The Republican-led Senate rejected an amendment offered by Democrats that would have increased those limits to $2 million and $200,000, respectively. Democrats also unsuccessfully argued in favor of expanding the definition of sexual abuse to include incidents such as forcing children to watch child pornography or subjecting them to indecent exposure.
“Not knowing what we don’t know and how many of these there might be, I think it’s appropriate to sit tight and wait before we broaden the scope,” said Sen. Jeb Bradley, R-Wolfeboro. “It’s not the end of the process. Let’s let the process work.”
The center is named for former Gov. John H. Sununu, father of current Gov. Chris Sununu, who has has expressed support for the settlement bill. The state currently spends $13 million a year to operate the 144-bed facility, though the typical population now is about a dozen teens.
The two-year budget signed in June included a mandate to close it by March 2023, but the House passed a bill Wednesday giving the state until June 30, 2024, to build a new six-bed facility. That bill now goes back to the Senate, which also had approved a deadline extension but called for up to 18 beds.

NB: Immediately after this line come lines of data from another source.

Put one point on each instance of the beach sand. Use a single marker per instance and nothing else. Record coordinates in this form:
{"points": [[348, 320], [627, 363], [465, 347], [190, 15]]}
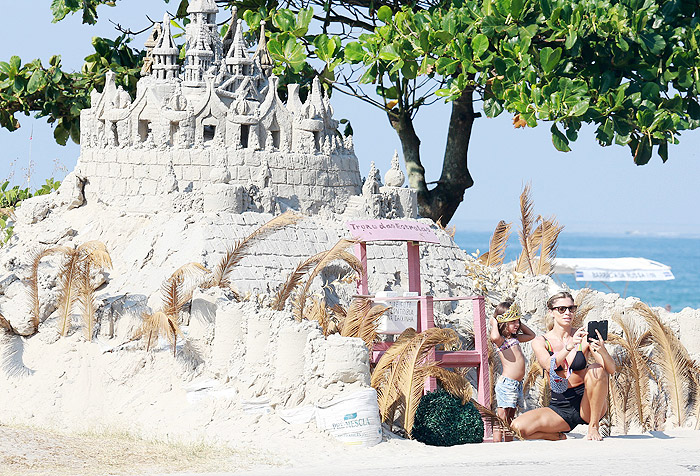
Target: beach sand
{"points": [[27, 451]]}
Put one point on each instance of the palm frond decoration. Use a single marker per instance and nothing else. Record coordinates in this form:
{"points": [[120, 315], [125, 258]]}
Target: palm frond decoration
{"points": [[294, 279], [75, 275], [620, 390], [400, 373], [527, 220], [222, 271], [319, 312], [362, 320], [497, 245], [550, 231], [673, 360], [639, 371], [68, 279], [177, 290], [32, 283], [336, 252], [160, 324]]}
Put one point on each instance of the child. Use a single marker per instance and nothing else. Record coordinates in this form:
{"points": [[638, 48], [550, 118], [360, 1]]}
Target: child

The settlement fund legislation was opposed by attorneys for the victims, as well as state and national organizations that advocate for sexual assault survivors.
“This bill is a political move to fool the public into thinking the current political leadership actually cares about the children the state abused,” attorneys Rus Rilee and David Vicinanzo said in a statement. “Survivors of child abuse will not be duped by this political theater. The public should not be either.”
Sen. Lou D’Allesandro, D-Manchester, said the bill was incomplete, inadequate and neither victim-centered nor trauma-informed.
“My vote today is on behalf of those victims who were horrifically abused as children. I can not fathom the pain and suffering they have endured. This is simply too much not to get right,” he said. “I will not support the bill, but I will support the children.”